BY Martin Pesch in Reviews | 11 NOV 99
Featured in
Issue 49

Rodney Graham

M
BY Martin Pesch in Reviews | 11 NOV 99

Heavy guitars and a tune with hit potential - these are the keys to 'Creatures', a song by Rodney Graham. The Canadian artist first presented it last year in Cologne, along with some photographs he had taken in Aberdeen, a small town in the US state of Washington where Kurt Cobain grew up. Although the work attempted to say something about urban hopelessness, his song has nothing of the rawness that made Cobain's songs such a sign of the mood of their times. In this sense, his work is important in discussions about crossovers between different genres, and about bridging the gap between contemporary art and pop culture.

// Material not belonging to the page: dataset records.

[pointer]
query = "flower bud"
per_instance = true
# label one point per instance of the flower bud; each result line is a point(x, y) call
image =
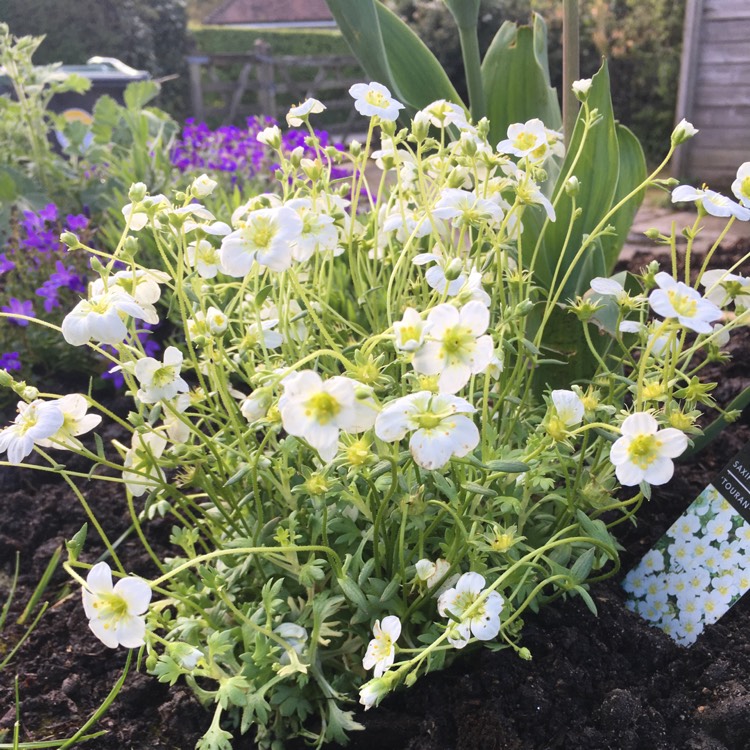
point(70, 240)
point(683, 132)
point(137, 192)
point(581, 89)
point(454, 269)
point(572, 186)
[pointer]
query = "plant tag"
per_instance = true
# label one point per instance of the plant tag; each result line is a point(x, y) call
point(701, 566)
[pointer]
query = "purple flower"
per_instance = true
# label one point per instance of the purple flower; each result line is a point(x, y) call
point(5, 264)
point(18, 307)
point(10, 361)
point(76, 222)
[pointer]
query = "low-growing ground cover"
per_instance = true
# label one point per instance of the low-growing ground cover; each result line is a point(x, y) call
point(606, 682)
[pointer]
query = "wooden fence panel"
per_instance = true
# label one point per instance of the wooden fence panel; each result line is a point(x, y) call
point(228, 86)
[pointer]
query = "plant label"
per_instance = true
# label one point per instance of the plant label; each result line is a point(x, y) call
point(701, 566)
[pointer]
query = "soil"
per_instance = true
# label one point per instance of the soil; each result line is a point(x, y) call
point(600, 683)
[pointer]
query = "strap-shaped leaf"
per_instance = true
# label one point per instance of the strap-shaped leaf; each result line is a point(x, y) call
point(515, 74)
point(391, 53)
point(597, 167)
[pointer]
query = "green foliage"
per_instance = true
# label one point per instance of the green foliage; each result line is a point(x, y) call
point(146, 34)
point(211, 39)
point(641, 39)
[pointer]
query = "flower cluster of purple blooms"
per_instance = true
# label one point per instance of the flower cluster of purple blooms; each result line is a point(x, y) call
point(237, 151)
point(38, 238)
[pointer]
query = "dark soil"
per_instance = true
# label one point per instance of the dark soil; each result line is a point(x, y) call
point(598, 683)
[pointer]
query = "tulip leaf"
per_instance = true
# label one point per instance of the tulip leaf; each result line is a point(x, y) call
point(515, 74)
point(595, 161)
point(391, 53)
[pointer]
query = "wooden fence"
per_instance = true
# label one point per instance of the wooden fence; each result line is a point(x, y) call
point(714, 90)
point(226, 87)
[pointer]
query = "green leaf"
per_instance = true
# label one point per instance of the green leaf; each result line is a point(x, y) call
point(139, 93)
point(75, 545)
point(391, 53)
point(582, 566)
point(596, 164)
point(515, 75)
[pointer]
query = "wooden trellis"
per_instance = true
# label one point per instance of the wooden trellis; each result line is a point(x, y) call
point(225, 87)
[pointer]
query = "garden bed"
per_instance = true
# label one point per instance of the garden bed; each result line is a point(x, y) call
point(606, 682)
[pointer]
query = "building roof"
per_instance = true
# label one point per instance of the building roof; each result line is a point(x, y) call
point(278, 12)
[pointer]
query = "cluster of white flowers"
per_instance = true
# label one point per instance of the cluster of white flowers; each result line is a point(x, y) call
point(695, 572)
point(55, 423)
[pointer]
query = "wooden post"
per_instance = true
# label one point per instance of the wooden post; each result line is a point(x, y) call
point(265, 74)
point(571, 66)
point(195, 65)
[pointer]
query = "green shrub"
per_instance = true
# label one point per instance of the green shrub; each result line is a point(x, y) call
point(214, 39)
point(146, 34)
point(641, 38)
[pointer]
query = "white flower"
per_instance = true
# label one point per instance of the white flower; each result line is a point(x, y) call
point(524, 138)
point(141, 284)
point(265, 236)
point(433, 573)
point(374, 100)
point(116, 613)
point(203, 186)
point(644, 453)
point(741, 186)
point(316, 410)
point(177, 429)
point(136, 214)
point(372, 692)
point(256, 405)
point(381, 650)
point(35, 422)
point(270, 136)
point(204, 257)
point(299, 114)
point(568, 406)
point(141, 472)
point(455, 347)
point(317, 234)
point(713, 203)
point(101, 318)
point(409, 331)
point(483, 623)
point(441, 429)
point(75, 422)
point(581, 88)
point(436, 275)
point(160, 380)
point(442, 113)
point(683, 132)
point(466, 208)
point(295, 636)
point(675, 299)
point(723, 287)
point(608, 288)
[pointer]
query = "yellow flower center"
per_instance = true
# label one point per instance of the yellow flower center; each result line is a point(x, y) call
point(644, 450)
point(409, 333)
point(112, 608)
point(323, 407)
point(683, 305)
point(163, 376)
point(262, 232)
point(457, 339)
point(376, 99)
point(525, 141)
point(428, 421)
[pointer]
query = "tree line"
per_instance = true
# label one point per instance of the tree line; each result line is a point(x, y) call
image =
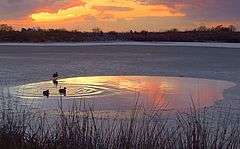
point(218, 33)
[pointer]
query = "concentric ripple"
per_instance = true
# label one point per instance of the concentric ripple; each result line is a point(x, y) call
point(120, 92)
point(34, 90)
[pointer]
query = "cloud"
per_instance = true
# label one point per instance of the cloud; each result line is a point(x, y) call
point(203, 9)
point(16, 9)
point(112, 8)
point(109, 9)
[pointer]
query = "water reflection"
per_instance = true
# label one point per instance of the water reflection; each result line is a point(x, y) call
point(120, 92)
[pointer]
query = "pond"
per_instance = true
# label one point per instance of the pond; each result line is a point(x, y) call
point(122, 93)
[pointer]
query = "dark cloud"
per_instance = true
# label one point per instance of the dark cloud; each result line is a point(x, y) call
point(13, 9)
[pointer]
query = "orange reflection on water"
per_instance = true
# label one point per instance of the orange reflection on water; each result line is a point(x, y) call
point(121, 92)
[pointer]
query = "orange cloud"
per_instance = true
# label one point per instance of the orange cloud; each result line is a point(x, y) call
point(125, 9)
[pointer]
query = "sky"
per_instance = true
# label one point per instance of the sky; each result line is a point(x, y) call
point(119, 15)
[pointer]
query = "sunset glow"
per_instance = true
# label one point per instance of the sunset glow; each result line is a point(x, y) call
point(119, 15)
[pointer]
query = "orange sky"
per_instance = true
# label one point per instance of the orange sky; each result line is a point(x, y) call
point(119, 15)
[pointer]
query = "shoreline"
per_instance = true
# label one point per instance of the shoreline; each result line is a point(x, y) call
point(174, 44)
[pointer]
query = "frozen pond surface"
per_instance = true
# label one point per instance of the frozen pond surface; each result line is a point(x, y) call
point(122, 92)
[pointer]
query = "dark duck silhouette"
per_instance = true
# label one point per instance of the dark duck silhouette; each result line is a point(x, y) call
point(63, 91)
point(55, 82)
point(55, 75)
point(46, 93)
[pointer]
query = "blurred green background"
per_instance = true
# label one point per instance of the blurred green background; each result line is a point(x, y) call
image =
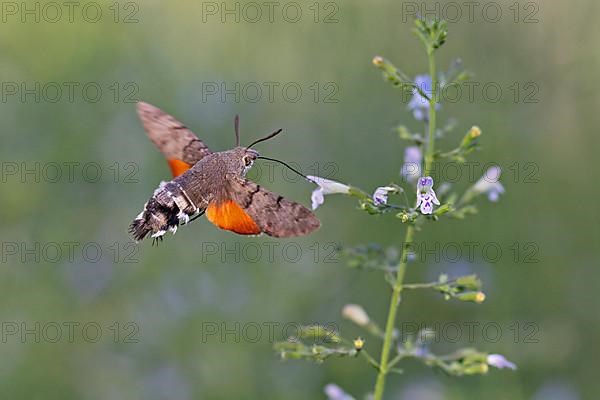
point(174, 295)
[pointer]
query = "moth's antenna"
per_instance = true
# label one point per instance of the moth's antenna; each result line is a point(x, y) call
point(272, 135)
point(286, 165)
point(236, 124)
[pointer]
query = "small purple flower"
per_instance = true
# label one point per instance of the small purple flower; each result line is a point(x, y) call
point(426, 197)
point(499, 361)
point(334, 392)
point(411, 169)
point(419, 105)
point(326, 186)
point(381, 194)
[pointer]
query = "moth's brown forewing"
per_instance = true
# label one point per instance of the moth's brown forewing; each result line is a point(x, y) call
point(274, 214)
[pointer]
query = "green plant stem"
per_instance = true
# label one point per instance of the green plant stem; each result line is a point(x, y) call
point(432, 115)
point(384, 366)
point(391, 320)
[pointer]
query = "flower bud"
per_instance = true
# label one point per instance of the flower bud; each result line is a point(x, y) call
point(356, 314)
point(469, 282)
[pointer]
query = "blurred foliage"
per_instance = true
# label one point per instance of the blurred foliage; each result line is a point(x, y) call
point(175, 294)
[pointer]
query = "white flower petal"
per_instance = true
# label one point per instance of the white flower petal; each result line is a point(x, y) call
point(499, 361)
point(329, 186)
point(356, 314)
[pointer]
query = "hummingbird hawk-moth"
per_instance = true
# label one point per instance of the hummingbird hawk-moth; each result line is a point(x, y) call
point(214, 184)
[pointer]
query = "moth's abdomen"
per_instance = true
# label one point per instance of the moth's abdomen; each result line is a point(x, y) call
point(165, 210)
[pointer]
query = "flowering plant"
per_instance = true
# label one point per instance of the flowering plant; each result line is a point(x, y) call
point(428, 207)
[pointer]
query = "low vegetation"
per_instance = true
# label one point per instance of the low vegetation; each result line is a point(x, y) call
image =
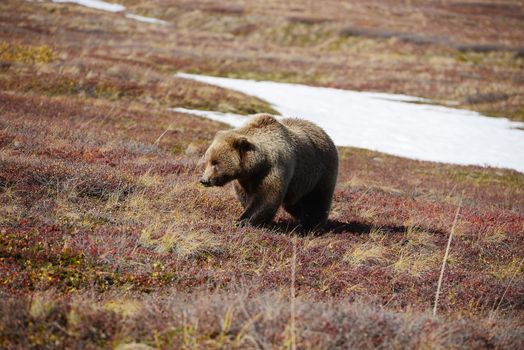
point(108, 241)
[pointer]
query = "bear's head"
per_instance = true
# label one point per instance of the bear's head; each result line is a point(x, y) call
point(224, 159)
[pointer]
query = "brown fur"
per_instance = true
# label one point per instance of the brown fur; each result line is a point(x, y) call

Which is probably why the Kunsthalle in Vienna is showing an exhibition of Graham's recent work under the laconic title 'Cinema Music Video'.

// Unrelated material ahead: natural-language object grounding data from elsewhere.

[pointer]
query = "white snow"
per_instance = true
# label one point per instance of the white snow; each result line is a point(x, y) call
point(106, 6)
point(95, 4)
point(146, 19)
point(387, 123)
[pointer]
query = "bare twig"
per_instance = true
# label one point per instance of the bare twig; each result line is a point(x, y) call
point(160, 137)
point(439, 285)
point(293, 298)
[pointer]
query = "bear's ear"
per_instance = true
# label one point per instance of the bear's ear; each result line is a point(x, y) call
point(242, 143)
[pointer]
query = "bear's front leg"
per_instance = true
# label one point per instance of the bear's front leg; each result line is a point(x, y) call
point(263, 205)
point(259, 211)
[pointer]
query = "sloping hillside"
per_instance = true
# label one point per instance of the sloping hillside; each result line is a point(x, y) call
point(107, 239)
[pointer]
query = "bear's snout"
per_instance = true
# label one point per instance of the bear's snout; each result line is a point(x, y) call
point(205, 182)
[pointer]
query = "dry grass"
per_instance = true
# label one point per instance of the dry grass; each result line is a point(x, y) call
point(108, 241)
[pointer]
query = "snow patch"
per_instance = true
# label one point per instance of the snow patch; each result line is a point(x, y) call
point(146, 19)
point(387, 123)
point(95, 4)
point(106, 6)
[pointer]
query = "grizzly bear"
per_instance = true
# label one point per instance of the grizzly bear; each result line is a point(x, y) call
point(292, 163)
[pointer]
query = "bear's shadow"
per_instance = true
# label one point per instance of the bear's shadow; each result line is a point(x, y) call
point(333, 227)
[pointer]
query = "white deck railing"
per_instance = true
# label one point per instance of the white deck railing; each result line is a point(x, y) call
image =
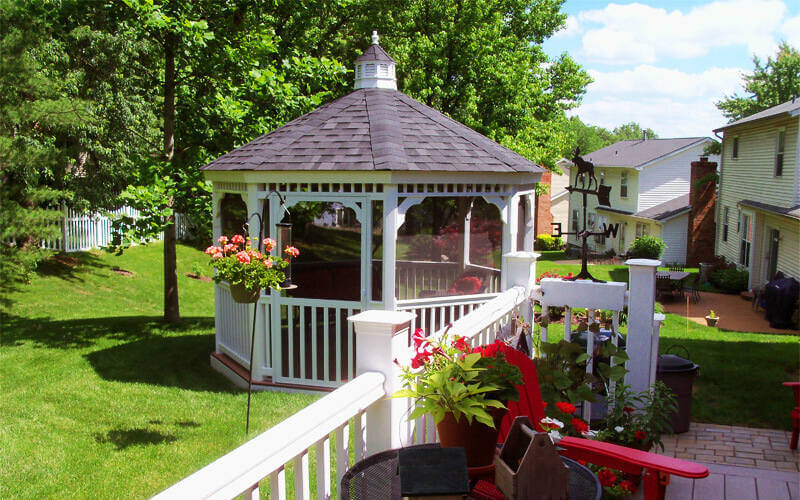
point(241, 471)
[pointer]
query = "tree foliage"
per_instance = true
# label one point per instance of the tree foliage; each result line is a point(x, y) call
point(770, 84)
point(590, 138)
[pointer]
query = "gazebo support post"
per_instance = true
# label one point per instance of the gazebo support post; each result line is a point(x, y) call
point(391, 222)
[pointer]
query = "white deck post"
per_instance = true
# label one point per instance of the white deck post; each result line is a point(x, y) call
point(390, 226)
point(641, 337)
point(254, 206)
point(382, 337)
point(521, 271)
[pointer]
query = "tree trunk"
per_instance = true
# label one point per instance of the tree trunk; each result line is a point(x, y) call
point(171, 305)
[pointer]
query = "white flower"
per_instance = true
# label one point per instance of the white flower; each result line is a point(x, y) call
point(551, 423)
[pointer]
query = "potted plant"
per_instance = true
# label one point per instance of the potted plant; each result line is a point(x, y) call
point(464, 389)
point(712, 318)
point(246, 269)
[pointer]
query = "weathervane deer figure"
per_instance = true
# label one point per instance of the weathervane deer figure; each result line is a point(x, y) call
point(585, 169)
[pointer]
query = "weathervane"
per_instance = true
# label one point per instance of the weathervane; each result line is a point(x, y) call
point(585, 171)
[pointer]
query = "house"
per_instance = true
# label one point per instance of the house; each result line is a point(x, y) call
point(650, 184)
point(393, 205)
point(758, 212)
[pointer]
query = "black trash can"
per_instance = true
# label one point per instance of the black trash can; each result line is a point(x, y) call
point(678, 374)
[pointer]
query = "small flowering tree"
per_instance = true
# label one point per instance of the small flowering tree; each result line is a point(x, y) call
point(238, 263)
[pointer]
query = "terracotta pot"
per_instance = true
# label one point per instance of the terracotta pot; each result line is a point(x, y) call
point(243, 295)
point(478, 440)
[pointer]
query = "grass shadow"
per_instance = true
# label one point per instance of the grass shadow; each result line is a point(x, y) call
point(69, 266)
point(123, 438)
point(79, 333)
point(729, 366)
point(166, 361)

Central to the exhibition, which was restricted to a few works, was The King's Part (1999). A ceiling-high cube covered with metal sheets, it was entered via a mobile gangway. Once inside, behind a heavy steel door, the interior, lined with grey felt, created an amazingly quiet environment and gradually revealed a sound of clattering and clicking. Although at first it sounded unstructured, further listening revealed it to be a carefully considered composition for a percussion instrument: a recording of the sound of keys on a flute being pressed during a silent rendition of the flute part for a concerto composed by Frederick II that - as is seen in Adolph Menzel's famous painting Das Flötenkonzert (The Flute Concert) (1850-52) - he himself liked to perform, as soloist with a little orchestra.

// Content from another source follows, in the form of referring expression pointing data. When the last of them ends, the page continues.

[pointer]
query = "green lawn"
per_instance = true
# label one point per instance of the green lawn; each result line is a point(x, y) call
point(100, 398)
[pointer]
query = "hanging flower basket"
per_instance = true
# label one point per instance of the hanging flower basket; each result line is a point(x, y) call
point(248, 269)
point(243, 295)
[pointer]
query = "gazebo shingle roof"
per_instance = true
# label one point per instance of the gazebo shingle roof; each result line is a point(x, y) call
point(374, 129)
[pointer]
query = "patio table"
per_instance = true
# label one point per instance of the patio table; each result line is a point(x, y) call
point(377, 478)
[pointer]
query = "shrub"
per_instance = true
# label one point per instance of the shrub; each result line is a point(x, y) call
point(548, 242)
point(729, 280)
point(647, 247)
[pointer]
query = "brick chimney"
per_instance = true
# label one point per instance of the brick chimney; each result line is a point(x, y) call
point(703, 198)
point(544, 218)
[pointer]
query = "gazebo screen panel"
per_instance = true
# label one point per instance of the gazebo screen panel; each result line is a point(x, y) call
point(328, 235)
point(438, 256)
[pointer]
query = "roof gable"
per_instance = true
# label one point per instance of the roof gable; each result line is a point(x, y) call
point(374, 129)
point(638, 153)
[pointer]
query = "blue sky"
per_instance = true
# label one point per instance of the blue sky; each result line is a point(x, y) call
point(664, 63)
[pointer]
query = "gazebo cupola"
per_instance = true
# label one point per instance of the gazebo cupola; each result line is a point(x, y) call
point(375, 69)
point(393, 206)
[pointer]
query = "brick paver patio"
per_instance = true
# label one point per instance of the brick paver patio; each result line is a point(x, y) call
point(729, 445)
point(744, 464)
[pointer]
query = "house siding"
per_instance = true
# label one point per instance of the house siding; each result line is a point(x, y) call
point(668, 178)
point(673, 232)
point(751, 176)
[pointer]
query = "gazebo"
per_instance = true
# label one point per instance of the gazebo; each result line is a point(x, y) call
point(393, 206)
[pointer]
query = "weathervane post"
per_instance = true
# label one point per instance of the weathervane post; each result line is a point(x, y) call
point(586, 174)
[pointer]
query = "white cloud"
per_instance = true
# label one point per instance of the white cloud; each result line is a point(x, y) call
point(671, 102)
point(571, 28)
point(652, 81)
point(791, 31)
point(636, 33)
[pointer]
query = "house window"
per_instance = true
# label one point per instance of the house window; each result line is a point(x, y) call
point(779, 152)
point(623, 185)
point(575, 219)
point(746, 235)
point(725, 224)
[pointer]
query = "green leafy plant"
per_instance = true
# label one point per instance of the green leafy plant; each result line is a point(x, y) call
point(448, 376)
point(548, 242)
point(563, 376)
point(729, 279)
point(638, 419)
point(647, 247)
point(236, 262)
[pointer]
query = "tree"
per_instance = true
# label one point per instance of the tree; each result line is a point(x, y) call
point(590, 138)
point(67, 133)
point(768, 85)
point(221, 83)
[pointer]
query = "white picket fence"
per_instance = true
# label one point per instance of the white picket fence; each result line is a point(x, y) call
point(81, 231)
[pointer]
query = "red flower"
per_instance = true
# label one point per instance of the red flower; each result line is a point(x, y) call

Michael Glasmeier begins his catalogue essay by drawing a parallel between the architectural reduction of the cube and a composition reduced to a mechanical noise. What you can hear - the clicking of the flute's keys - is the sound technicians usually try to avoid during recordings. Apart from the fact that the mechanical noise of the instrument has a musical charm of its own, Graham was also concerned with creating a counter-image. Frederick II could be perceived as a kind of ideal ruler, who won battles and made music, who was prepared to listen to contemporary philosophical and social debates. In Graham's isolation cell we can hear the king endlessly practising, (a rather un-royal activity), while drawing our attention to the mediocrity of Frederick's statesmanship and skill in the arts of war and composition that have become overtaken by his myth. The apparently artificial sound of the flute keys could be read as the metaphorical creaking of the beams in the Prussian state.